Galatians 4:21 - Joseph Benson’s Commentary on the Old and New Testaments

Bible Comments

Tell me, ye that desire to be under the law Of Moses, as the rule of your justification; do ye not hear the law? Regard what it says? how it teaches that Abraham's children, by faith, who are heirs of the promises, are free from the bondage of the law? “The argument the apostle is going to use being taken from the law of Moses, was urged with much propriety, not only against the Judaizers, who affirmed that obedience to the law of Moses was necessary to men's salvation, but against those Gentiles also whom the Judaizers had seduced to receive the law. For if the apostle made it evident, from the law of Moses itself, that Abraham's children, by faith, were free from the bondage of the law, no further argument was necessary to prove that obedience to the law is not necessary to justification.” Macknight.
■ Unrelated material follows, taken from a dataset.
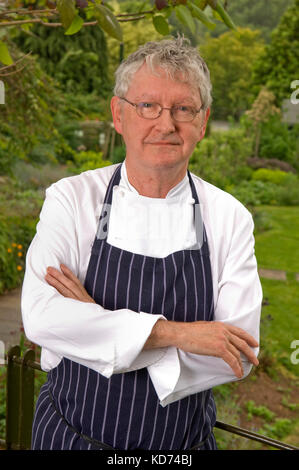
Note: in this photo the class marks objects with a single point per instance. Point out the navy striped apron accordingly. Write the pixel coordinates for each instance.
(79, 408)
It is written that Abraham had two sons Here he illustrates the doctrine of justification by faith, and of the abolition of the legal dispensation, by the history of Abraham's family, in which it was prefigured. The plain import of what he advances is this: That as in Abraham's family there were two mothers, and two sorts of children, which were differently treated; so, in the visible church, there are two sorts of professors; some that seek justification by the works of the law, who are in a servile and miserable condition, and shall at last be cast out from the presence of God, and the society of the saints; others that seek justification by faith in Christ, and in the promises of God through him: and these are the free sons of God's family, and in a happy condition, and shall at last certainly obtain the inheritance of eternal life. The one Namely, Ishmael, by Hagar, a bond-maid, the other Namely, Isaac, by Sarah, a free-woman. But there was a great difference between them; for he who was of the bond-woman That is, Ishmael; was born only after the flesh In the common order of nature, without any particular promise of God, or any unusual interposition of his power and providence. But he of the free-woman That is, Isaac; was by promise Through the strength supernaturally communicated to his parents by the promise, Lo Sarah, thy wife, shall have a son; and, like his mother, being free, was his father's heir.

Galatians 4:21-23

21 Tell me, ye that desire to be under the law, do ye not hear the law?

22 For it is written, that Abraham had two sons, the one by a bondmaid, the other by a freewoman.

23 But he who was of the bondwoman was born after the flesh; but he of the freewoman was by promise.